Force Equilibrium Example
Find the resultant force and determine if a particle is in equilibrium under three concurrent forces.
Problem
Force Diagram
Arrows represent force vectors. Magnitude and direction shown for each force.
A particle is subjected to three concurrent forces:
- F1 = 10 kN at 0° (horizontal right)
- F2 = 8 kN at 90° (vertical up)
- F3 = 6 kN at 180° (horizontal left)
Find:
- The magnitude and direction of the resultant force
- Determine if the particle is in equilibrium
Given
- Force F₁
- 10 kN at 0°
- Force F₂
- 8 kN at 90°
- Force F₃
- 6 kN at 180°
Solution
Step 1: Resolve forces into components
Break each force into x and y components:
F1x = 10 cos(0°) = 10 kN → , F1y = 10 sin(0°) = 0 kN
F2x = 8 cos(90°) = 0 kN , F2y = 8 sin(90°) = 8 kN ↑
F3x = 6 cos(180°) = -6 kN ← , F3y = 6 sin(180°) = 0 kN
Step 2: Sum the components
Sum all x-components and y-components separately:
ΣFₓ = 10 + 0 + (-6) = 4 kN →
ΣFᵧ = 0 + 8 + 0 = 8 kN ↑
Step 3: Calculate resultant magnitude and direction
Use Pythagorean theorem and inverse tangent:
R = √(ΣFₓ² + ΣFᵧ²) = √(4² + 8²) = √(16 + 64) = √80
R = 8.94 kN
θ = tan⁻¹(ΣFᵧ / ΣFₓ) = tan⁻¹(8/4) = tan⁻¹(2)

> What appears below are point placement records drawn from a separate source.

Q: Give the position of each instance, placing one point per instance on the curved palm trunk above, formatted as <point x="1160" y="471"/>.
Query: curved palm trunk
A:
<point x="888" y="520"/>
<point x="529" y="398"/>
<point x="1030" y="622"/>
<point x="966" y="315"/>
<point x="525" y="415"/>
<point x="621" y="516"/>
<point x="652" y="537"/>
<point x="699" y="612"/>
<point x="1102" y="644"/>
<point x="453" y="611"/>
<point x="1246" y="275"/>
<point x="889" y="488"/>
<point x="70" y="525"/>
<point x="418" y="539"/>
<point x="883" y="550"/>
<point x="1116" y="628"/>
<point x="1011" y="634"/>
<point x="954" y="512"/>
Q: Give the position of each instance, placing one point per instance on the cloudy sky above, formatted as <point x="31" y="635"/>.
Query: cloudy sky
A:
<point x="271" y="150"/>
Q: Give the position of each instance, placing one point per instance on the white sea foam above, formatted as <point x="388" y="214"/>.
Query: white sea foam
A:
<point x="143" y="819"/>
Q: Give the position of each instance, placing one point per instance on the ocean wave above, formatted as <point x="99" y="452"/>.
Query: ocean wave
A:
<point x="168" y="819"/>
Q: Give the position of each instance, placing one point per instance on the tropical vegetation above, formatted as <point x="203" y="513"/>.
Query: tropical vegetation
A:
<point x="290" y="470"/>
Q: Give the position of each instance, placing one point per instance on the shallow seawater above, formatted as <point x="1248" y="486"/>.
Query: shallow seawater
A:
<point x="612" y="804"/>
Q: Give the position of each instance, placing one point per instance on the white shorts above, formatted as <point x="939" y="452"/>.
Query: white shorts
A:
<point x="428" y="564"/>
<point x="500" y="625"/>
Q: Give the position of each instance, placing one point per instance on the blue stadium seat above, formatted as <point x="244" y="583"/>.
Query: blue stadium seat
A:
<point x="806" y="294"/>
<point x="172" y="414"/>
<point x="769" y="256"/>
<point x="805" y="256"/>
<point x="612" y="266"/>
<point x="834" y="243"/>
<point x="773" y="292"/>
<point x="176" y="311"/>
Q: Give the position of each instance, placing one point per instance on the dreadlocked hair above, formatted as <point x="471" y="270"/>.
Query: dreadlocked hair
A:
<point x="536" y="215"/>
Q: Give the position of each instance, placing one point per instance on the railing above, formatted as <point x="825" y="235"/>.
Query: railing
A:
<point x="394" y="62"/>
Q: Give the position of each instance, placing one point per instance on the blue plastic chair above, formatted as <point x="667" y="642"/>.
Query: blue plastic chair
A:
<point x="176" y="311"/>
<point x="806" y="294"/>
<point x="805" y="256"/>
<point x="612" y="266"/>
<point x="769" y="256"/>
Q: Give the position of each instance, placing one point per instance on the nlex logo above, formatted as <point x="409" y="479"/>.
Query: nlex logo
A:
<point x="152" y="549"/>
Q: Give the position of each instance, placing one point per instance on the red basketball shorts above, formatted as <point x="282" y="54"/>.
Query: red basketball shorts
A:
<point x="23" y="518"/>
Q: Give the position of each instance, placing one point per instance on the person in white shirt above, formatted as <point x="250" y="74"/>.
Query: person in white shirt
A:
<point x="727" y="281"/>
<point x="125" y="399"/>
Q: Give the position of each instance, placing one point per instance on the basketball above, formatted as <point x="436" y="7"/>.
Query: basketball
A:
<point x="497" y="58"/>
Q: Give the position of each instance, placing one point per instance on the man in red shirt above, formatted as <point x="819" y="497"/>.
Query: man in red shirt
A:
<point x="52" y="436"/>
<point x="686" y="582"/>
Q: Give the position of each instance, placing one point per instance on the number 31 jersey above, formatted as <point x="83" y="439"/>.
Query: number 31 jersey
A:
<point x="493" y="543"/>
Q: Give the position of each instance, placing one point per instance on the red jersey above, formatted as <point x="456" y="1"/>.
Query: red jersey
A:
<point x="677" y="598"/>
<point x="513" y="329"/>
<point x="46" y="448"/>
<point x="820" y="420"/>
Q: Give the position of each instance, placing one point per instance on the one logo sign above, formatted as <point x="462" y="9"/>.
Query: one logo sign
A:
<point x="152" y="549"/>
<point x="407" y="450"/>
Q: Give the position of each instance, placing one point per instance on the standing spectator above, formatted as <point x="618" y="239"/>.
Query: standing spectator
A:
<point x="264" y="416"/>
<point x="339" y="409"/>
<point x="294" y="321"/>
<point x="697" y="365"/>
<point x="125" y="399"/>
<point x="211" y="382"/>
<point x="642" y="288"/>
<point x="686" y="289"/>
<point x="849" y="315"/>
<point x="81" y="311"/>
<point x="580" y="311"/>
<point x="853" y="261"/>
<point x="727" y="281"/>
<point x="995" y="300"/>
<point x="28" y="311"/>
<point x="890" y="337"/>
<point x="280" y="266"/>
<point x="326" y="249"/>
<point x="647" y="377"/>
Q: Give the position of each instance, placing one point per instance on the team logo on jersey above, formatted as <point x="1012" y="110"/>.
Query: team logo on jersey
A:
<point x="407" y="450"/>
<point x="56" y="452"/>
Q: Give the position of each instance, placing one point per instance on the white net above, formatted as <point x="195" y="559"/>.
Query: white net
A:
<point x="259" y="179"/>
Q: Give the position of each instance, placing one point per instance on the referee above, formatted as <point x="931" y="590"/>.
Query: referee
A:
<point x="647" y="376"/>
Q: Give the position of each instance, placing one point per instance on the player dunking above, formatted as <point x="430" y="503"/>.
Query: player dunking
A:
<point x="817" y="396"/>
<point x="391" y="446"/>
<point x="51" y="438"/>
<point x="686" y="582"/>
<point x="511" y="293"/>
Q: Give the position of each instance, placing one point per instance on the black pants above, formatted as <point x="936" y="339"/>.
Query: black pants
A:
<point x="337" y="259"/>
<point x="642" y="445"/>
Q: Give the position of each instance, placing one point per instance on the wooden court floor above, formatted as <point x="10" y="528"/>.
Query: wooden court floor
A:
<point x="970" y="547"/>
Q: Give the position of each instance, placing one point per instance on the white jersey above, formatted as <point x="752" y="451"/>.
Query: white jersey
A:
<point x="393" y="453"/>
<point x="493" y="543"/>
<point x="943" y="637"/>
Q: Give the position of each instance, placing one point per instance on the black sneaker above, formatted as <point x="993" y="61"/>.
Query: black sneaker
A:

θ = 63.4° (above horizontal)
Step 4: Check equilibrium
For equilibrium, the resultant must be zero:
R = 8.94 kN ≠ 0
The particle is NOT in equilibrium.
Final Answer
- • Resultant force R = 8.94 kN at 63.4° above horizontal
- • The particle is NOT in equilibrium (resultant ≠ 0)
Practice Problem
Try solving this similar problem:
Three forces act on a particle: 12 kN at 0°, 9 kN at 120°, and 15 kN at 240°. Find the resultant force.
Show Answer
ΣFₓ = 12 + 9cos(120°) + 15cos(240°) = 0 kN
ΣFᵧ = 0 + 9sin(120°) + 15sin(240°) = 0 kN
R = 0 kN - The particle IS in equilibrium!